The Nortel ruling made legal history and brought hope to the UK's pension trustees, but Walker Morris's Ruth Bamforth questions whether it has set a precedent for other litigation cases.

But what does this decision mean for the UK pension scheme and, more widely, the effectiveness of the Pensions Regulator’s moral hazard powers?

The Nortel group was a global, integrated telecoms giant which went into insolvency in January 2009.

From mid-2009 onwards Nortel’s assets were sold, generating $7.3bn (£4.7bn), which is to be held in an escrow account in New York while decisions are made about how the assets will be distributed.

Nortel's journey

  • From its insolvency in 2009, Nortel's £4.7bn assets have been held in escrow awaiting a decision on how they should be distributed.

  • The UK DB scheme has 33,000 members and is now in a PPF assessment period.

  • The UK litigation focused on the question of where an FSD ranked in the UK insolvency process. North American litigation rejected arguments about FSD enforceability and ruled on how the sum held in escrow should be allocated.

  • It is the first insolvency case where assets have been distributed cross-border according to the claims of creditors, following a trial conducted in two jurisdictions.

  • However, the case does not provide any more clarity on the extent to which FSDs might be enforced in North American jurisdictions. To date, the regulator has not succeeded in enforcing its moral hazard powers overseas either in the EU or further afield.

In the UK, Nortel sponsored a defined benefit pension scheme with 33,000 members.
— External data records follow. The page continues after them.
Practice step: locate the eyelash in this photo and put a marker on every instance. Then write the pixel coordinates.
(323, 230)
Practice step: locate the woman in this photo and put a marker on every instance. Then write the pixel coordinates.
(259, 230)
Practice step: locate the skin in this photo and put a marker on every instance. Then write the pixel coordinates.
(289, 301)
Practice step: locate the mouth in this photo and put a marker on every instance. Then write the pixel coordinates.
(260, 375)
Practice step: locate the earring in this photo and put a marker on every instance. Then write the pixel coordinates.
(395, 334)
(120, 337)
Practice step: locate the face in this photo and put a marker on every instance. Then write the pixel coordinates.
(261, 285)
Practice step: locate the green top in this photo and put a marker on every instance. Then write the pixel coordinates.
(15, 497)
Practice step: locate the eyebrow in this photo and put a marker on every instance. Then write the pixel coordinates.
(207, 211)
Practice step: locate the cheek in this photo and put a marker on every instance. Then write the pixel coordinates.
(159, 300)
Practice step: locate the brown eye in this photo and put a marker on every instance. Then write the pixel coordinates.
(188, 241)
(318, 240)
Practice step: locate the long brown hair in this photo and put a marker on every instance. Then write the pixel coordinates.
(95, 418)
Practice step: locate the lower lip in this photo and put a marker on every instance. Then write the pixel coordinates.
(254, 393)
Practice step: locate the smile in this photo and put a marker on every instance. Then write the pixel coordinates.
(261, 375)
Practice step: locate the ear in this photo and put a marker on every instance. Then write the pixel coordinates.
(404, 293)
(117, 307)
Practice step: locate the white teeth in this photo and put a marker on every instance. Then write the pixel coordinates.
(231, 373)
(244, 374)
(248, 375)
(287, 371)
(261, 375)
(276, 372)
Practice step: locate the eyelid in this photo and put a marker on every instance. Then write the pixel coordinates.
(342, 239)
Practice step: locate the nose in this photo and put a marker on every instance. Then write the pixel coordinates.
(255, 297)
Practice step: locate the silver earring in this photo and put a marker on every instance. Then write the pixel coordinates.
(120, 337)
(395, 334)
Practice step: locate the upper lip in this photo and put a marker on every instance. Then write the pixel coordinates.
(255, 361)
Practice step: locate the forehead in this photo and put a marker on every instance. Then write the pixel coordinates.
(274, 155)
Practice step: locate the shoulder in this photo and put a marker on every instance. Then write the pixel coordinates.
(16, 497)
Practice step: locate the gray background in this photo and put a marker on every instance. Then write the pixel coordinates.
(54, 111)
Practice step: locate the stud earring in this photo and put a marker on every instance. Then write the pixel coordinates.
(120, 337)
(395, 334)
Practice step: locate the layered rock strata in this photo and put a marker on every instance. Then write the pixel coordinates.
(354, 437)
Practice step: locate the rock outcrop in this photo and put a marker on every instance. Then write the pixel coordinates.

At the time of the sponsor’s financial collapse, the UK scheme had a buyout deficit of £2.1bn and it represented one of the largest creditors of the Nortel group.

The scheme is now in a Pension Protection Fund assessment period. 

Litigation

The Nortel litigation with the UK pension scheme is complicated and has been protracted.  

In June 2010 the Pensions Regulator’s Determinations Panel imposed financial support directions against 25 companies in the Nortel group, on the basis that the UK employer was “insufficiently resourced” and that it was reasonable to impose such directions. 

This decision has led to further litigation both in the UK and in North America, but to date no monies have been received by the UK scheme.

The UK litigation focused on the question of where an FSD ranked in the UK insolvency process. 

The Supreme Court ruled in July 2013 that an FSD ranked as a provable debt alongside the claims of other unsecured creditors.

The May 2015 decision made legal history, but it must also come as a relief to the Nortel pensioners that the end of six years of litigation might be in sight.

The North American litigation has considered – and subsequently rejected – arguments about FSD enforceability and ruled on how the sum held in escrow should be allocated. 

The allocation decision

The allocation decision by the US and Canadian courts breaks new ground.

It is the first insolvency case where assets have been distributed cross-border according to the claims of creditors, following a cross-border trial conducted in two jurisdictions simultaneously.

Both the US and Canadian judges agreed with the arguments of the UK pension scheme trustees and the PPF that the integrated nature of the Nortel group and its assets as a whole meant that, as a matter of fairness, the proceeds of the Nortel asset sales should be shared on a pro rata basis relative to the respective levels of creditor claims against each estate.

What does this all mean?

The May 2015 decision made legal history, but it must also come as a relief to the Nortel pensioners that the end of six years of litigation might be in sight.

However, the decision relates to how the assets in the unique and specific circumstances of the Nortel insolvency are to be distributed.

It demonstrates the challenges and protracted processes facing UK pension schemes, the PPF and the regulator when dealing with an underfunded DB scheme and an insolvent employer.  

Yet the case does not provide any more clarity on the extent to which FSDs might be enforced in North American jurisdictions.

The regulator is of the opinion that FSDs (and contribution notices) can extend overseas and the Nortel determination, along with the Sea Containers, Bonas and Carrington Wire cases, are evidence of its views. 

However, to date, the regulator has not succeeded in enforcing its moral hazard powers overseas either in the EU or further afield.

Instead, the target companies have either agreed to settle – as with Sea Containers and Lehman Brothers – or the regulator has opted not to pursue the overseas entity, as was the case with Carrington Wire.